La polémique sur les violences multiples, que des candidates à des élections de Miss ont subies, est loin de s’éteindre. Au contraire. Face à l’ampleur prise par la contestation, la ministre de la Femme et de la famille a réagi en exhortant les victimes à «dénoncer pour obtenir une réparation».

Par Mame Woury THIOUBOU(mamewoury@lequotidien.sn) –

L’affaire de viol suivi de grossesse, subi par la Miss Sénégal 2020, est encore sur toutes les lèvres. Le week-end, bien que mouvementé pour avoir vu les langues se délier, n’a pas baissé l’indignation des Sénégalais, face aux propos tenus la semaine dernière, par la présidente du comité Miss Sénégal. Le vendredi, la ministre de la Femme, Ndèye Saly Diop Dieng, a finalement réagi par un communiqué de presse, dans lequel elle se garde bien de condamner les propos de Amina Badiane. La ministre s’inscrit plutôt dans un autre registre, en appelant les victimes de violences à dénoncer. «J’encourage fortement les victimes de violences, quelle qu’en soit la nature, à dénoncer en vue d’obtenir réparation.
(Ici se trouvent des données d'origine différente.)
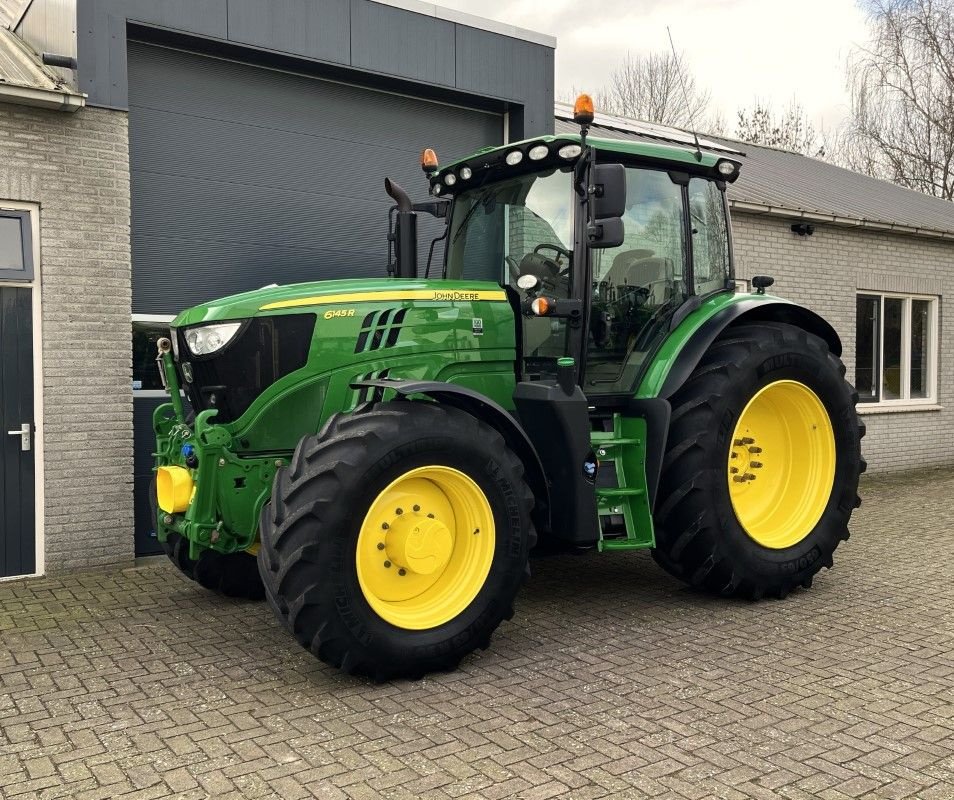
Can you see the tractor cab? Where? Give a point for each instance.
(600, 246)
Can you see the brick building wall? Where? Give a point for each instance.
(825, 272)
(76, 167)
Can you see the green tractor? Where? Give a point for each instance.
(378, 457)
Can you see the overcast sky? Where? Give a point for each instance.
(741, 50)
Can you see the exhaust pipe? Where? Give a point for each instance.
(404, 235)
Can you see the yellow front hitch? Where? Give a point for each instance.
(174, 489)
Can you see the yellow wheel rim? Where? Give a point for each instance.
(781, 464)
(425, 548)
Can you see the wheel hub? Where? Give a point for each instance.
(745, 460)
(781, 464)
(418, 543)
(425, 547)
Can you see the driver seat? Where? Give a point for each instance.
(655, 274)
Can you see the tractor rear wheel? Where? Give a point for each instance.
(761, 471)
(397, 539)
(229, 574)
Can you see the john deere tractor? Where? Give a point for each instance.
(378, 457)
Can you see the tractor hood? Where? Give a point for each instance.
(301, 296)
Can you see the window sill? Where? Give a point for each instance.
(900, 408)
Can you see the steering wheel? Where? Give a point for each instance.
(555, 248)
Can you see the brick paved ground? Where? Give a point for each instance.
(612, 681)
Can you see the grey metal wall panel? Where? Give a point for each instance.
(489, 63)
(313, 29)
(243, 176)
(390, 40)
(422, 54)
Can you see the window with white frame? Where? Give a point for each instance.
(896, 348)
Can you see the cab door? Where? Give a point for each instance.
(17, 463)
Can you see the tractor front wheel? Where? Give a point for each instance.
(761, 472)
(395, 542)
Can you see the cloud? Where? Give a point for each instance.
(741, 50)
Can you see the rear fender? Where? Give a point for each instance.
(739, 313)
(485, 409)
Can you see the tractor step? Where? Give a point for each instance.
(625, 446)
(624, 492)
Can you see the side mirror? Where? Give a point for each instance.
(609, 190)
(607, 206)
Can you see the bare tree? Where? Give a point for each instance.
(790, 130)
(902, 93)
(655, 87)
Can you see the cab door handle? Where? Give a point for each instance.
(26, 435)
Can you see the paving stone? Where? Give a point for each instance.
(613, 680)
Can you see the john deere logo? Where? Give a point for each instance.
(456, 297)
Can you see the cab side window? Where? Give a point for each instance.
(637, 285)
(710, 236)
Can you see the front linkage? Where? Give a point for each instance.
(206, 494)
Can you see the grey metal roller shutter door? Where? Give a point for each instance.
(243, 176)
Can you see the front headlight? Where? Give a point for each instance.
(208, 339)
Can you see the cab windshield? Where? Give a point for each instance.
(520, 226)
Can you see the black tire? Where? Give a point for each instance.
(230, 574)
(310, 532)
(698, 537)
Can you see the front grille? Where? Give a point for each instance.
(263, 351)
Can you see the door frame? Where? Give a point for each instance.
(39, 472)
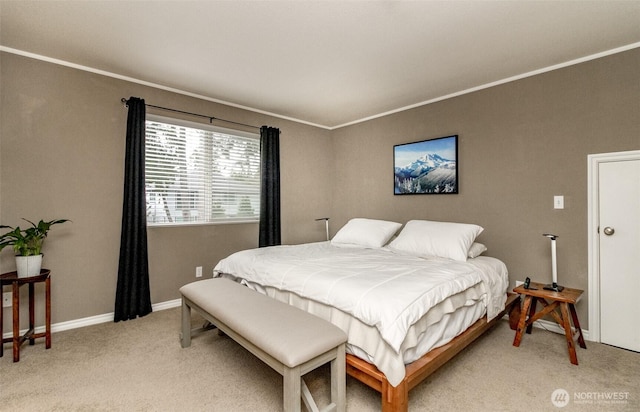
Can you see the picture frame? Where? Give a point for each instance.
(426, 167)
Toute victime, qui signale des faits de violences, peut bénéficier des nombreuses mesures de protection développées par les institutions étatiques et, à ce titre, mon département s’engage à apporter tout le soutien et l’accompagnement nécessaires à toute victime qui le sollicitera», souligne-t-elle.
Evoquant les accusations de Fatima Dione, elle insiste sur la sécurité des filles et femmes. «L’actualité récente dans notre pays fait état d’une affaire présumée de viol suivi de grossesse sur la personne de Ma­demoiselle Fatima Dione, Miss Sénégal 2020, avec des accusations et déclarations diverses. En de telles circonstances, l’Etat de droit appelle à les élucider afin que justice soit faite, le cas échéant, conformément à la loi. En attendant, c’est notre responsabilité collective et individuelle qui est encore interpellée au sujet de la protection et la sécurité des femmes et filles, dans leurs différents espaces d’activité, face à des cas d’agression qui sont rapportés.» Un appel que la ministre de la Femme promet d’amplifier dans le cadre des 16 jours d’activisme contre les violences faites aux femmes, qui démarrent le 25 novembre prochain.

«…Que justice soit faite»
Les propos de Amina Badiane ont été assimilés, par certains, à une apologie du viol. Mais, à en croire l’avocate Nafissatou Tine, fondatrice de Sunulex, une plateforme digitale sur le droit, ces propos ne sont pas constitutifs d’un délit d’apologie du viol. Décortiquant les propos de la dame, elle estime qu’il s’agit plutôt de propos «stupides». «C’est difficile de dire ce que la dame risque. Elle a dit : «Viol gnari nitt gnoko sekk, kougnou violé mola nekh (le viol c’est entre deux personnes et c’est parce qu’on l’a bien voulu.» On ne peut pas dire que c’est une apologie du viol. On peut tout juste dire que c’est stupide et qu’elle est ignorante de ce qu’est un viol. Ce qu’on peut faire, c’est que les associations de droit des femmes doivent se lever et faire une campagne pour permettre aux gens de comprendre ce qu’est le viol et ce que ça implique. Mais je ne crois pas qu’au niveau juridique, il y ait quelque chose à faire.»
Concernant les accusations de Fatima Dione, l’avocate Nafissatou Tine indique qu’elle peut porter plainte elle-même au commissariat de police ou devant le Procureur et se porter partie civile. «A la suite de ça, une enquête sera ouverte pour déterminer s’il y a viol et ce qui s’est passé. Le Procureur peut aussi s’autosaisir.»
Elle rappelle tout de même la définition du viol, «c’est toute sorte de pénétration non souhaitée et à caractère sexuel». Elle poursuit en rappelant que le Sénégal est un pays dans lequel les gens ne comprennent pas ce qu’est un viol. «Parce qu’on est habillé d’une certaine manière, parce qu’on a suivi un garçon dans une auberge, si quelqu’un vous viole, c’est normal, vous l’avez cherché. C’est un élément sur lequel il faut revenir. Quand on parle de viol, il n’y a jamais de consentement, même s’il y a eu flirt très poussé.»
Autre question où le droit devra être dit, c’est la paternité du petit garçon issu de ce viol. A ce propos, Me Tine indique que l’article 196 du Code de la famille est sans appel. «Cet enfant ne pourra jamais forcer le père à le reconnaître, même si les moyens sont là pour le faire. Cette interdiction figure dans l’article 196 du Code de la famille. Et sa mère ne pourra pas le faire non plus. Seul le père, s’il le souhaite, pourra reconnaître l’enfant.» Des dispositions d’un autre âge.